Friday, June 20, 2008

House of Representatives Hearing on HIT: an Action Alert from the Assoc. of American Physicians and Surgeons

Received this from the Association of American Physicians and Surgeons, a conservative group. I largely agree with their points (my comments in red italic):

Action Alert - House Hearing on HIT
6/20/2008

The Health Subcommittee of the House Committee on Energy and Commerce will be holding a hearing on Health Information Technology legislation next week. If your member of Congress is listed below, please contact his office by Tuesday morning of next week. Ask to speak to the health LA (legislative assistant). Tell him you are a doctor and explain briefly why the federal government should not be promoting, mandating, or funding Health Information Technology. This needs to develop in the free market; the congressman should oppose all HIT legislation.

AAPS Talking Points:

1. It is an unconstitutional intrusion into private affairs. Congress has no constitutional authority to dictate how private medical records should be kept. The only nexus for the exercise of such power is the filing of a claim for federal payment. Thus, any records related to services for which no federal claim is made must be exempt.

[Not only do they have no authority, they have no expertise in the complexities of EMR, complexities the Health IT industry conceals as they rip off physicians and medical centers with overpriced, substandard crap. One should only read the lawsuit my university, Drexel, filed against its EMR supplier, Allscripts, for example. This document is public - ed.]

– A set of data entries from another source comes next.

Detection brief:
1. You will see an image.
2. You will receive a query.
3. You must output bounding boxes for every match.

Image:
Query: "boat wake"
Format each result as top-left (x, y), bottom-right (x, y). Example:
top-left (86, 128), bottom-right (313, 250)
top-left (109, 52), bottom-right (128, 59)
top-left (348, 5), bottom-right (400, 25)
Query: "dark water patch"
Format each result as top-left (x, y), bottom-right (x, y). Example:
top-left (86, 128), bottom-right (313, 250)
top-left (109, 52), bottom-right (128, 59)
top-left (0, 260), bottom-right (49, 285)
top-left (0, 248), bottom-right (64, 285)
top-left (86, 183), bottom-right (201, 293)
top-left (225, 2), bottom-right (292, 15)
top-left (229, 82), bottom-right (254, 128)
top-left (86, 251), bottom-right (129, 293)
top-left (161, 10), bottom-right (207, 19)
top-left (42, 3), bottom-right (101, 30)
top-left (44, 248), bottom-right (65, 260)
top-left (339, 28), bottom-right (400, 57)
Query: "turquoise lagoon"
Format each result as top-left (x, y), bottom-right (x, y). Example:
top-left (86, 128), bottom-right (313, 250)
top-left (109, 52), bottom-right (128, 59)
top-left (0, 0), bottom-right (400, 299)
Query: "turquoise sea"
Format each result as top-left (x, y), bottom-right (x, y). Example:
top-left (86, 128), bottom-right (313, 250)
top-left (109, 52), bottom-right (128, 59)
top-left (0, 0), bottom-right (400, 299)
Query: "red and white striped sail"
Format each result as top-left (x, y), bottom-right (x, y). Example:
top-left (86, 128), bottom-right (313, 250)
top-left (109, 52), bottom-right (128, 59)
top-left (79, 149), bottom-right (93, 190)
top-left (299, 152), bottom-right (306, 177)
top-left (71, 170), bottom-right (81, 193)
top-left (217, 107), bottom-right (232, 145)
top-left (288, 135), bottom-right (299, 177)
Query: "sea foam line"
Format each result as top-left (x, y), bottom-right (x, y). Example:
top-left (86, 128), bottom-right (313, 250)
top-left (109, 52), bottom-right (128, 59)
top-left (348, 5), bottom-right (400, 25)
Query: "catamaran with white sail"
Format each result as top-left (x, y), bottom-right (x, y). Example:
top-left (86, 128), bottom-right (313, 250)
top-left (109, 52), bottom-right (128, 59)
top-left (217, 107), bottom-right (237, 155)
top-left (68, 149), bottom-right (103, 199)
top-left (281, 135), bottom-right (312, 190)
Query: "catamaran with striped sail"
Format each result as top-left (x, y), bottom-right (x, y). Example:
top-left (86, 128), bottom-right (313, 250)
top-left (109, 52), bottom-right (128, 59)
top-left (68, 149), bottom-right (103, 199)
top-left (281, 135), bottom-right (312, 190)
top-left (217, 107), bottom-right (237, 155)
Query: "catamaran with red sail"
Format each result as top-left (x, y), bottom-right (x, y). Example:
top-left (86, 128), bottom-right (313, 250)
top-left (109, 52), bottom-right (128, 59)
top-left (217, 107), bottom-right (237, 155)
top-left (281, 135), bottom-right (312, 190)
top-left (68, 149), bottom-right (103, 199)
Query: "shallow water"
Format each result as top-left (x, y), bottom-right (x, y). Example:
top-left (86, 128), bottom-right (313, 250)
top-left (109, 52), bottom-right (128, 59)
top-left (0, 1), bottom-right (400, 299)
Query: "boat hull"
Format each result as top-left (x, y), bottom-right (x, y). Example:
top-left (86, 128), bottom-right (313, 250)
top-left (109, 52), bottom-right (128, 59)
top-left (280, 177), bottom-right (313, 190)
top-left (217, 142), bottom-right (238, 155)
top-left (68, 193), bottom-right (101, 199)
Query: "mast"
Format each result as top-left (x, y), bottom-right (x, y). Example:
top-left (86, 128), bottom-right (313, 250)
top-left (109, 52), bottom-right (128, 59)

2. The bill is really a form of corporate welfare. The cost of acquiring a compliant medical records system is an unfunded mandate on private practitioners, and hence an unlegislated and unconstitutional tax. The benefits primarily accrue to the private partner [e.g., payors - ed.] in the public-private partnership, not to the general welfare.

[That is what the latest evidence points to - ed.]


3. There is no evidence that the bill will work as intended. It is assumed that HIT will improve quality or reduce costs, but there is much evidence to suggest that the opposite will occur.

[see my website and my many posts on HCRENEWAL for substantiation of that - ed.]


4. Mandating HIT amounts to regulating the practice of medicine. “Quality monitoring” of practitioners effectively dictates how medicine must be practiced to obtain a government-approval rating. Congress has neither the expertise nor the constitutional authority to direct the practice of medicine. It cannot delegate to government agencies or private organizations authority that it does not have.

[indeed, although businesspeople, IT personnel, and others don't have the expertise, either, but that doesn't seem to stop them from trying - ed.]


5. HIT is vulnerable to terrorism and disaster. Congress should make no law regarding the use of computerized medical records that does not require that all such records systems are EMP-hardened and have adequate backup electrical generating facilities (and stored fuel for same) to keep the system up (including air conditioning) for 60-90 days in the event of disruption of the electrical grid. Has there even been a study of the effect of a prolonged blackout on a hospital that is solely dependent on electronic records?

[yes - one I'm aware of - a few days - and it wasn't pretty - "
Computer Crash — Lessons from a System Failure", NEJM, Volume 348:881-882, March 6, 2003. The Bay Pines, Florida VA Hospital's $450 million dollar CoreFLS debacle, while not an EMR system or blackout due to power failure per se, is another useful example, as chronic system issues disrupted the hospital's supply chain and prevented performance of surgery as a result - ed.]

-- SS

1 comment:

Anonymous said...

What of Hardcopy Reocrd vulnerabilities?

I note the valid points about the vulnerabilities of electronic based health records.

For a balanced discussion of the matter though, the counter point about the vulnerabilities of hard copy records must be raised. At least with electronic records, there is the scope for multiple backups off site from the affected area(s), something quite impractical for hard copy records. What of the potential for permanent loss of records secondary to fire/flooding etc. when you can't do such back ups?

It would be interesting to see the actuarial data with regards to the likelihood of such more mundane but equally important events compared to a prolonged power-outage or an EMP strike.